Recommendations for probiotics should include a genus, species, and strain to specify the bacteria. The most common groups (genus) of bacteria are Lactobacillus and Bifidobacterium. These groups each contain many types (species) of bacteria as well as different strains. Each do not offer the same health benefit. To treat a condition you’ll want to know what species has been shown to provide some benefit to a particular ailment (e.g., diarrhea, constipation, etc.).
For example, B. Longum infantis 35624 at a dose of 1 billion CFU per day may be helpful to alleviate constipation. B. longum 35624 at a dose of 1 billion CFU per day may be helpful for IBS. For more information about which bacteria may help with various symptoms visit the U.S. Probiotic Guide.
You’ll also want to understand the recommended dosage, which is usually presented as CFU (colony forming units). The U.S. Probiotic Guide also provides guidance on doses that may provide benefit specific to various brands. More isn’t always necessary or better. When scoping out various brands of probiotics, it is also important to look for the guaranteed CFU at the end of shelf life (or the product’s expiration). For products that only guarantee the CFU at the time of its creation, recognize that by the time you take it, the product’s potency will have diminished.
Administration and Storage
Not all probiotics require refrigeration, but you should be aware of proper storage conditions so the product does not deteriorate prematurely. Also consider how the product should be taken. Enteric coated or time-released tablets or capsules may be the best avenue for getting the probiotic safely to the intestine through the acidic stomach.
What to Buy
Dietary supplements are regulated differently than food and drugs so it is advantageous to obtain supplements from a brand that has undergone third-party testing. A seal from NSF or USP Verified can help guide you to reliable brands and decrease your risk of taking something that may be contaminated with ingredients that shouldn’t be in the product.
Feed the Microbes
Prebiotics are foods that feed the microbes that live inside the gut. Fibers that are poorly absorbed as well as polyphenol-rich foods feed the gut bacteria. Prebiotic foods include garlic, onions, sunchokes, beans and nuts, and chicory root (or inulin) which is added to many products such as granola bars. Wine, coffee, and berries, which contain a high concentration of polyphenols, also feed healthy gut microbes.
Prebiotics are important to feed gut bacteria but they’re highly fermentable and may cause further GI distress such as gas and pain.
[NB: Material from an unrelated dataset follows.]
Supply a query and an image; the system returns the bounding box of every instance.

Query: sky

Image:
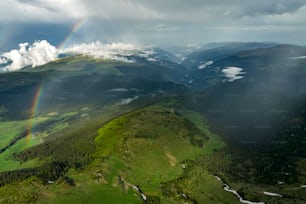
[0,0,306,50]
Fiber is helpful, but not all fiber is equal. When adding fiber-ful foods to the diet, allow the body to adjust to an incremental amount of fiber and ensure you drink adequate water. If you have normal bowel movements and are not gassy or bloated, great. If you react adversely, scale back on the amount of fiber you’re consuming and build your tolerance slowly. For many, it’s simply knowing your threshold.
Manage Your Expectations
The microbiome (the microorganisms in the gut) of each person is different. If a probiotic supplement works for one person, it may not work for you. There are various factors that can impact your gut microbiome and if and how it reacts (or doesn’t react) to various probiotics. It may take a few months to notice any difference and you may feel worse initially before feeling better.
If you don’t suffer from GI issues, a probiotic supplement may not be needed. Instead, feed your body and your gut with probiotic- and prebiotic-containing foods as part of an overall healthful diet. Although it isn’t likely that a probiotic supplement will be harmful, it might just be a waste of money. As with any supplement, you should always consult with your physician before taking it.